Objective
To identify ways for improving the consistency of design, conduct, and results reporting of time and motion (T&M) research in health informatics.
Materials and methods
We analyzed the commonalities and divergences of empirical studies published 1990–2010 that have applied the T&M approach to examine the impact of health IT implementation on clinical work processes and workflow. The analysis led to the development of a suggested ‘checklist’ intended to help future T&M research produce compatible and comparable results. We call this checklist STAMP (Suggested Time And Motion Procedures).
Results
STAMP outlines a minimum set of 29 data/ information elements organized into eight key areas, plus three supplemental elements contained in an ‘Ancillary Data’ area, that researchers may consider collecting and reporting in their future T&M endeavors.
Discussion
T&M is generally regarded as the most reliable approach for assessing the impact of health IT implementation on clinical work.

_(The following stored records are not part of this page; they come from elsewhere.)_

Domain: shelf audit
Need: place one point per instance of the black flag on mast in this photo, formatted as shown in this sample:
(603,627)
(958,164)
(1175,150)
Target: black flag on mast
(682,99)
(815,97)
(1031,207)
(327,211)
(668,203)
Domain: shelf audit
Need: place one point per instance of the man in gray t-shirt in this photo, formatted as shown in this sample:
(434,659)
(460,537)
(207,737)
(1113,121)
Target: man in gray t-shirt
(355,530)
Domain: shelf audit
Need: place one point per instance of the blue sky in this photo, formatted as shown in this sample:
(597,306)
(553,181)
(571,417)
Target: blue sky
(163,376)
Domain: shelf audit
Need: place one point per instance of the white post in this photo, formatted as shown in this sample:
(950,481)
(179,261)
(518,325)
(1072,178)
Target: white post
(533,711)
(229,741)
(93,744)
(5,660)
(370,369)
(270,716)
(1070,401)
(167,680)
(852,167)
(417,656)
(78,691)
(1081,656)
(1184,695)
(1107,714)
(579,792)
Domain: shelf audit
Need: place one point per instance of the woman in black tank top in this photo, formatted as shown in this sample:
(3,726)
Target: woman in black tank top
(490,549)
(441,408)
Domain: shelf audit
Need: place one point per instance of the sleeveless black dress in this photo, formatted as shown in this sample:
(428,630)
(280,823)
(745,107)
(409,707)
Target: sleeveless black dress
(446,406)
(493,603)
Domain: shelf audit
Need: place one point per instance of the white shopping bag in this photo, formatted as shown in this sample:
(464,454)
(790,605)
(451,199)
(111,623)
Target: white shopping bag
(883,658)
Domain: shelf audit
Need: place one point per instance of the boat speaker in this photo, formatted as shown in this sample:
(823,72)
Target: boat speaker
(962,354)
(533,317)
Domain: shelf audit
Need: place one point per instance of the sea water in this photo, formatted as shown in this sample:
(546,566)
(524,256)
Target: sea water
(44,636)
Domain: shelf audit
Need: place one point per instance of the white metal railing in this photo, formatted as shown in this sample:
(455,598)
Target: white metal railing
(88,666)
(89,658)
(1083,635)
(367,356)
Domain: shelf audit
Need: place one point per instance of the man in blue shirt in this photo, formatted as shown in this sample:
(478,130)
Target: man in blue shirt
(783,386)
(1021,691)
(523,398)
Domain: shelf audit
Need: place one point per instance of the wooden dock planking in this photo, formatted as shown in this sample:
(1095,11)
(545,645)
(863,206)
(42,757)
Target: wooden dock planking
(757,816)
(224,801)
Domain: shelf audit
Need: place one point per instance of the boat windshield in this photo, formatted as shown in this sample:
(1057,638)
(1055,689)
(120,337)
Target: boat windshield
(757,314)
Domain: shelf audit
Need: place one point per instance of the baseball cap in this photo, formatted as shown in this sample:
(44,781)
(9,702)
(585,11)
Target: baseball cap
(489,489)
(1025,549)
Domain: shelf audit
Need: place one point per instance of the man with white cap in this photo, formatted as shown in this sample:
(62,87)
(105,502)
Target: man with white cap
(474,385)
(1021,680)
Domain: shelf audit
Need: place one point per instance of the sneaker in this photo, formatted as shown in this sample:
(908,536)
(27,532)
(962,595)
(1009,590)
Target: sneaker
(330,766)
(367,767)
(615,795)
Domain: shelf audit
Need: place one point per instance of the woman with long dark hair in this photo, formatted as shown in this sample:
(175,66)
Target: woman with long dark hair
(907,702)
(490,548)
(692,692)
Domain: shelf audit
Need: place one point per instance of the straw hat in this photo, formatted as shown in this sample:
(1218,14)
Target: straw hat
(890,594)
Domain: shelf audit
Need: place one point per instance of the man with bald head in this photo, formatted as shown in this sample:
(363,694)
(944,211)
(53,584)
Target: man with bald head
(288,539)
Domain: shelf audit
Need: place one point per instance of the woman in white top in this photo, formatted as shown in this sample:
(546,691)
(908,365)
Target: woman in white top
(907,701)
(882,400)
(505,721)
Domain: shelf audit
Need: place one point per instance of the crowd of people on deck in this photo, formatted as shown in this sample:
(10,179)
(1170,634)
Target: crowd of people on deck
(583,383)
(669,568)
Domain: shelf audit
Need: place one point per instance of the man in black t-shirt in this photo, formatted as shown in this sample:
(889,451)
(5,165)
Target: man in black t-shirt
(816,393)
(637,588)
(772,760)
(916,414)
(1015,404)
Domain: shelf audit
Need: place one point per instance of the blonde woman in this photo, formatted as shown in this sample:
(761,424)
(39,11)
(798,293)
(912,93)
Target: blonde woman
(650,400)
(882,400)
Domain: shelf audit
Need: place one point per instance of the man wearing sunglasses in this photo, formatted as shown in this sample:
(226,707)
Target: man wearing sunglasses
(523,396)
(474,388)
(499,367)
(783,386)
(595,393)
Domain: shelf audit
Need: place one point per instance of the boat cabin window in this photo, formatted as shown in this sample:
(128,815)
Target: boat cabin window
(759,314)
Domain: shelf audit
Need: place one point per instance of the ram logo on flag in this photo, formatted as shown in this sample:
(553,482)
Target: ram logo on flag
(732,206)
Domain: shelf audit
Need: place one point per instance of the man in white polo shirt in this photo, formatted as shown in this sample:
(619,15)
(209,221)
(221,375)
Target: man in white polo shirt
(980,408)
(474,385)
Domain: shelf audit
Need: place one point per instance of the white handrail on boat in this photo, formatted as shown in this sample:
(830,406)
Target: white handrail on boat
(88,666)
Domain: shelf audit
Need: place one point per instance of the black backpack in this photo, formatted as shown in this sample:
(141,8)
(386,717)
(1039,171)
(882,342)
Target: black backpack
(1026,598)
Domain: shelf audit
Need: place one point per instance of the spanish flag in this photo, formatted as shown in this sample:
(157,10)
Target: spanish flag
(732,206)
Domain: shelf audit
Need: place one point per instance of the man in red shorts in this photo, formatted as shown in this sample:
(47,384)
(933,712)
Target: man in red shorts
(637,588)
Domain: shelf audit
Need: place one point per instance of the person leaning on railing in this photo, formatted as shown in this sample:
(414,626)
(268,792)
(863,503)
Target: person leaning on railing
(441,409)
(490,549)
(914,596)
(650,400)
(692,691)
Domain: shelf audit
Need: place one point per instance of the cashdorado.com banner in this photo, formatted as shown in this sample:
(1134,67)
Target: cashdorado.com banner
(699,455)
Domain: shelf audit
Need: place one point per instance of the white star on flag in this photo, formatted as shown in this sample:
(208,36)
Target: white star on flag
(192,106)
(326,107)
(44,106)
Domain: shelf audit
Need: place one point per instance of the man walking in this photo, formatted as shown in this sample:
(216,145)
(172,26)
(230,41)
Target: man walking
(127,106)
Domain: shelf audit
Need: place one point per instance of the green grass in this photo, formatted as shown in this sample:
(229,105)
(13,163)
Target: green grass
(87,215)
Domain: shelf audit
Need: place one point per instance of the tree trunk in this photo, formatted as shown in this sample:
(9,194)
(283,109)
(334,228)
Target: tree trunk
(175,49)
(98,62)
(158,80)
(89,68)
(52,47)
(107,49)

However, there exist considerable inconsistencies in how previous T&M studies were conducted and/or how their results were reported, many of which do not seem necessary yet can have a significant impact on quality of research and generalisability of results. Therefore, we deem it is time to call for standards that can help improve the consistency of T&M research in health informatics. This study represents an initial attempt.
Conclusion
We developed a suggested checklist to improve the methodological and results reporting consistency of T&M research, so that meaningful insights can be derived from across-study synthesis and health informatics, as a field, will be able to accumulate knowledge from these studies.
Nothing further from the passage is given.